Monsieur le rapporteur, je vous remercie de nous soumettre cette proposition de loi constitutionnelle. La réflexion sur les institutions est essentielle à un moment où la démocratie représentative est affaiblie et le système politique quasiment à bout de souffle. Toutefois, le remède que vous préconisez pourrait être, me semble-t-il, contre-productif.
Votre texte conduirait, en fait, à instaurer le mandat interactif, ou impératif ; c'est l'une des critiques les plus fortes que l'on puisse lui adresser. L'exercice du pouvoir n'est jamais aisé, en particulier en ce moment, où l'on nous soumet des textes sur lesquels nous devons prendre des positions qui ne sont pas faciles. Ce que les électeurs attendent de nous, c'est que nous fassions des choix, souvent difficiles, et que nous expliquions les arguments sur lesquels ils sont fondés.
Dans le système que vous préconisez, l'élu risquerait d'être dans la main des électeurs. Certes, il doit leur rendre des comptes au cours de son mandat, et de nombreux élus l'ont compris, qui publient des comptes rendus de mandat réguliers ou participent à des discussions et des réunions. Est-ce suffisant ? Sans doute pas : souvent, la forme n'est pas satisfaisante et l'interrogation n'est pas toujours partagée avec les électeurs. Pour autant, nous ne sommes pas favorables à un mandat interactif qui, en outre, accélérerait le temps. Or un mandat de cinq ans, c'est court – on s'étonne d'ailleurs que celui des sénateurs soit de six ans, mais c'est ainsi : le Sénat a toujours su se mettre à l'abri…
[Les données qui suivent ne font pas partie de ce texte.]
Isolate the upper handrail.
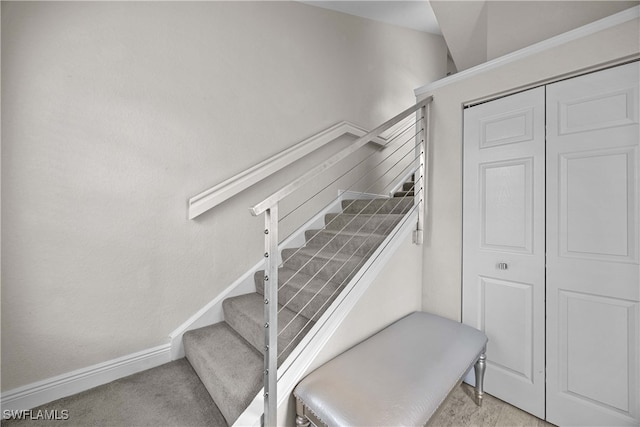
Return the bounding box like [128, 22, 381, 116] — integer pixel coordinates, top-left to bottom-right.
[188, 121, 386, 219]
[249, 96, 433, 216]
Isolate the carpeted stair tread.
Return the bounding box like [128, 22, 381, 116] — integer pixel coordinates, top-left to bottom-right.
[282, 248, 364, 284]
[182, 322, 264, 425]
[342, 198, 413, 215]
[324, 213, 403, 234]
[222, 292, 314, 363]
[254, 268, 342, 320]
[305, 229, 386, 256]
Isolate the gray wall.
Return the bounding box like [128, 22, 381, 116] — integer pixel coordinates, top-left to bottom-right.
[1, 2, 446, 391]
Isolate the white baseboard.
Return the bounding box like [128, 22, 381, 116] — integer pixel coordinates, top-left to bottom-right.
[0, 344, 171, 410]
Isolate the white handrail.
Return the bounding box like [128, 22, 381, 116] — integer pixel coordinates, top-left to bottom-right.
[249, 96, 433, 216]
[188, 121, 387, 219]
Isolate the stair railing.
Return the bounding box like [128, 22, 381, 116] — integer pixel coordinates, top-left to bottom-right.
[250, 97, 433, 426]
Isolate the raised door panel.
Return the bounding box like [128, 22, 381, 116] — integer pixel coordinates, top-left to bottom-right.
[463, 88, 545, 418]
[546, 62, 640, 426]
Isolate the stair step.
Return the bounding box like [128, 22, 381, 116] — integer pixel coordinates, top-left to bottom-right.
[305, 229, 385, 257]
[324, 213, 403, 235]
[222, 292, 315, 364]
[182, 322, 264, 425]
[282, 248, 364, 284]
[402, 181, 416, 191]
[254, 268, 343, 321]
[342, 198, 413, 214]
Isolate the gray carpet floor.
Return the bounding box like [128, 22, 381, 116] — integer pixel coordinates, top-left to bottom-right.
[427, 383, 555, 427]
[2, 359, 227, 427]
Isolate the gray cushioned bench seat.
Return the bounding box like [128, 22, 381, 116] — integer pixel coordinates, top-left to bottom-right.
[294, 312, 487, 426]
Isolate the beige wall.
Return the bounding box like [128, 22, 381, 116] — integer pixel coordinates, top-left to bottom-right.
[423, 19, 640, 319]
[431, 0, 640, 71]
[1, 2, 446, 391]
Néanmoins, votre constat, sévère, doit nous inciter à agir. Ainsi, le rôle local du député devrait être défini dans la Constitution : la mission de contrôle qui nous incombe – trop souvent caricaturée lors des fameuses semaines de contrôle, qui n'ont guère d'utilité malgré la qualité des intervenants – s'en trouverait renforcée. Qu'il soit élu à la proportionnelle ou pas, le député doit rendre des comptes et contrôler l'application des lois qu'il a votées ainsi que leurs effets dans les territoires. Une telle évolution implique que le pouvoir exécutif accepte d'avoir des interactions avec les parlementaires, qui pourraient se rendre dans les administrations et enquêter sur l'application des lois. Je sais, pour avoir tenté de le faire, que ce n'est pas simple : j'ai ressenti une forte résistance. L'approche constitutionnelle a donc toute son importance en la matière.
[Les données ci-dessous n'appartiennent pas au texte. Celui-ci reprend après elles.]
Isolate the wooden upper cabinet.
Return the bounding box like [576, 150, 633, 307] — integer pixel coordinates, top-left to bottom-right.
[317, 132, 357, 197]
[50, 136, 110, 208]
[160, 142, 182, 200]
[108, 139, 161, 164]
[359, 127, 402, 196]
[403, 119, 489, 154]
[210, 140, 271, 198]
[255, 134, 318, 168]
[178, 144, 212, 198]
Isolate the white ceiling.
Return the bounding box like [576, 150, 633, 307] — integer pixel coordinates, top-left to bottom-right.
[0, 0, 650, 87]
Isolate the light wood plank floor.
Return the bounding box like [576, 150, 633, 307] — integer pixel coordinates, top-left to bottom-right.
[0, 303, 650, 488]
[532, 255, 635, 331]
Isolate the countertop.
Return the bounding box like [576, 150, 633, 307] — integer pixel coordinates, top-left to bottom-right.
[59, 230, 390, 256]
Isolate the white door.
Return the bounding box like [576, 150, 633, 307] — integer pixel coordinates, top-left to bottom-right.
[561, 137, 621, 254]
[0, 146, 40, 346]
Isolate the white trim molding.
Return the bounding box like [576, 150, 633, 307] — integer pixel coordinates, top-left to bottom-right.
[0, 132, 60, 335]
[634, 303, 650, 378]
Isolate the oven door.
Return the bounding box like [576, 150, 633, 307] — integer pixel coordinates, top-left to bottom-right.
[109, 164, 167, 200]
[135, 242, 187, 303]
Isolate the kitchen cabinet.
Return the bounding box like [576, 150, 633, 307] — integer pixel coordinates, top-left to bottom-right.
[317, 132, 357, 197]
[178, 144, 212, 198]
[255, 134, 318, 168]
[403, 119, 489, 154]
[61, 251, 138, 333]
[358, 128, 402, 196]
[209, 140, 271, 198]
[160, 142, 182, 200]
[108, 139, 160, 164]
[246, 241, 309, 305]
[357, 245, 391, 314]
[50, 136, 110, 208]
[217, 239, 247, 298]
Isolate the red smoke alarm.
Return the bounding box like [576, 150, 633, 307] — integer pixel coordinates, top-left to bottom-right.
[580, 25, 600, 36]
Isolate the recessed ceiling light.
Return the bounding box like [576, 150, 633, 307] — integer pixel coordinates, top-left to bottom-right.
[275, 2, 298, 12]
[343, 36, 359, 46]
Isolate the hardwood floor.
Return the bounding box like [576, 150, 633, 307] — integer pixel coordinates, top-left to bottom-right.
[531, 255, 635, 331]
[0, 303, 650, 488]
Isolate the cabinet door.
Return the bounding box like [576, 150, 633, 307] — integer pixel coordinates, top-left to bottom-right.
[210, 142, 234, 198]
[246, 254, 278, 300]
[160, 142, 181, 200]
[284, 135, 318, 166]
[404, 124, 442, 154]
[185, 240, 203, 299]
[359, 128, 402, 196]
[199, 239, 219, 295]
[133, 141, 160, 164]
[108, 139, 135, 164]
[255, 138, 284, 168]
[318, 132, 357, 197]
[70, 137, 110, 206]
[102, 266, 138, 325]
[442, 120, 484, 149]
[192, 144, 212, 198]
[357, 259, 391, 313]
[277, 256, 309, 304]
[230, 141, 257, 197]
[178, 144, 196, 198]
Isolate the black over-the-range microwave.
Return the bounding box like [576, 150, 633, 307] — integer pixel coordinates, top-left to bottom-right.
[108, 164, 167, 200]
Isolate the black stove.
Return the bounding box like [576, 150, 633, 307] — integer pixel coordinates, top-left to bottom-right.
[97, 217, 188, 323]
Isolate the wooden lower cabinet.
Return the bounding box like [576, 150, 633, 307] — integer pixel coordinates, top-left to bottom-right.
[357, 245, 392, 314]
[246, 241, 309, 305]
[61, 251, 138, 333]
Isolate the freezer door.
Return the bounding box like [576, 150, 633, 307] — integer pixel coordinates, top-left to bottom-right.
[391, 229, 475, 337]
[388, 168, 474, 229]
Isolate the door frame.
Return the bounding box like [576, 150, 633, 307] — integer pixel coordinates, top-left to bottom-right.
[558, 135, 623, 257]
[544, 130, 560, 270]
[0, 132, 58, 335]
D'autres textes auraient été utiles, notamment pour lutter contre l'abstentionnisme, qui est l'un des problèmes de la démocratie représentative. Ainsi, nous avions proposé d'autoriser le vote par voie postale pour l'élection présidentielle : en Allemagne, cette procédure a fait progresser la participation de dix points ! Mais cette mesure a été rejetée, au prétexte, assez effrayant, que nous n'aurions pas la capacité d'endiguer la fraude.
Nous devrions par ailleurs accroître les pouvoirs du Défenseur des droits. Tout ce qui favorise les contre-pouvoirs est utile, tout ce qui affermit le pouvoir du Parlement – car c'est là que le peuple s'exprime – doit être préservé. Il faut renforcer la démocratie parlementaire ; je ne crois pas que ce soit en instaurant le droit de révocation que nous y parviendrons. Le citoyen assume la responsabilité de son vote. Quant à l'élu, s'il se comporte mal, il existe des voies judiciaires pour le rappeler à l'ordre.